Reflection on what I run on Ollama

In this section, I will reflect on my actual usage. Read more about this graphs.

Week 18 (2025)

I’m a user of all kinds of AI, including OpenAI ChatGPT or Anthropic Cloud. Potentially soon also Grok API via Azure. But for some data I process locally as I don’t want to send the data to the APIs of those companies, as well as for my personal learning journey. We see this week large usage of Mistral:7B. I like to use Mistral:7B summarization when power consumption is an issue. As I was processing a hundred thousand entries, I was using Mistral:7B over Gemma2:27B for keeping the accuracy relatively well while being able to process in OK time on my Mac.

During week 18 (2025) (Apr 28 – May 4), Ollama processed 11 model sessions with a total runtime of 7 hr, 4 min across 8 different models.

Week 19 (2025)

I’m a huge fan of gemma2:27b and was excited with the release of gemma3:27b. However, after testing and comparing both models, I like gemma2:27b because on my summarization and translation workflows it proved to create results closer to what I expected. Gemma3:27b did a lot more “creative” changes and even changed the context in unintended ways.

During week 19 (2025) (May 5 – May 11), Ollama processed 58 model sessions with a total runtime of 4 hr, 37 min across 8 different models.

Week 20 (2025)

I more or less abandoned my summarization and translation workflow attempts with gemma-3b:27 and switched back to gemma-2:27, which is a kickass model. I also updated the Qdrant vector database with new content, where my go-to model is bge-m3:latest.

I was also exploring the new model qwen-30b-a3b, but couldn’t find a use case for it. But always good to see and try.

During week 20 (2025) (May 12 – May 18), Ollama processed 63 model sessions with a total runtime of 1 day, 9 hr across 5 different models.

Week 21 (2025)

This was more or less a regular week with large summarization jobs running on my still favorite model, Gemma 2:27B.

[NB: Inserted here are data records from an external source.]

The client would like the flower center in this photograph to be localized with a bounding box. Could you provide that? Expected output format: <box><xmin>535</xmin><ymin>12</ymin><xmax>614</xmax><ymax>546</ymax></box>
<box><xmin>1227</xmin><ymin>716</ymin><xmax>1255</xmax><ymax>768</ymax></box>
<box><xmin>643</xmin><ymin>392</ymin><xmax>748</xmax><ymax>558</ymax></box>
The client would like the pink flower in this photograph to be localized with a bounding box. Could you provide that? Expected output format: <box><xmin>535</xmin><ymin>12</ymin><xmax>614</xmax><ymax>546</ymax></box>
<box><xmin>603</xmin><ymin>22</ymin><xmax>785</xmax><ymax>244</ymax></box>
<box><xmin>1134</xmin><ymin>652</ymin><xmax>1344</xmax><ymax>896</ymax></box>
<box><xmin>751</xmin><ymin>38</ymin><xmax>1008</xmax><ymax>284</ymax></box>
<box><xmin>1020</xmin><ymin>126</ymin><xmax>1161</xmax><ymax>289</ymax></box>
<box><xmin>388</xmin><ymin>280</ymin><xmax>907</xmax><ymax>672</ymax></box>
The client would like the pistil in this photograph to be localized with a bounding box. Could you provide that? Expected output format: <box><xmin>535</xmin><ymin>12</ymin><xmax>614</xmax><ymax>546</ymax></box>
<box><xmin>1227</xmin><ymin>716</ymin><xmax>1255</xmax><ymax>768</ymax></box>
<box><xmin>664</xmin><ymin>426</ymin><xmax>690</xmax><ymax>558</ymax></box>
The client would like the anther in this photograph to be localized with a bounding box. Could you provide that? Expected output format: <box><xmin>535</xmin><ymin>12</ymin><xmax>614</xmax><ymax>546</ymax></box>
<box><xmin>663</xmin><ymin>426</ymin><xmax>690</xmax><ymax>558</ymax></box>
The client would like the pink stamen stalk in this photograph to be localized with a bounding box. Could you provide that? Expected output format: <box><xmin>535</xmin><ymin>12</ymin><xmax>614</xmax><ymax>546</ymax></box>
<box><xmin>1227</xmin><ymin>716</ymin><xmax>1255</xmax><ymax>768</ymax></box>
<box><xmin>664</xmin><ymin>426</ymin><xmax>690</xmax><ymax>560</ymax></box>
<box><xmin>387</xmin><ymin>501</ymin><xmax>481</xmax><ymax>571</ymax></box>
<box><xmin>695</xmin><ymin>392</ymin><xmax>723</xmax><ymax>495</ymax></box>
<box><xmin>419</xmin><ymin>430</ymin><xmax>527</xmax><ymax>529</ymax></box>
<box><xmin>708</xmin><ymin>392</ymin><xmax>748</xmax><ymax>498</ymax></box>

During week 21 (2025) (May 19 – May 25), Ollama processed 34 model sessions with a total runtime of 1 day across 10 different models.

Week 22 (2025)

We see two new models on the list. I was playing with devstral:latest, a derivative of Mistral tailored for coding. I used it in conjunction with AllHands, which gives a chat interface to build your applications. This was my best outcome to date with local, limited processing code generation.

In general, however, we see that my regular summarization and translation workflow is still processing the bulk of the time using Gemma2.

During week 22 (2025) (May 26 – Jun 1), Ollama processed 31 model sessions with a total runtime of 16 hr, 28 min across 4 different models.

Week 23 (2025)

This was not a good week for my Mac. After a power outage from a storm, I lost access for about five days. Therefore, fewer workloads were processed this week, and nothing new could be tested. I was forced to use low-power Gemma 2 models and found that they are not up to the task. Below Gemma:12b is pretty much not usable for translation and summarization in my case. I’m happy my Mac is now working again.

During week 23 (2025) (Jun 2 – Jun 8), Ollama processed 7 model sessions with a total runtime of 1 day, 15 hr across 2 different models.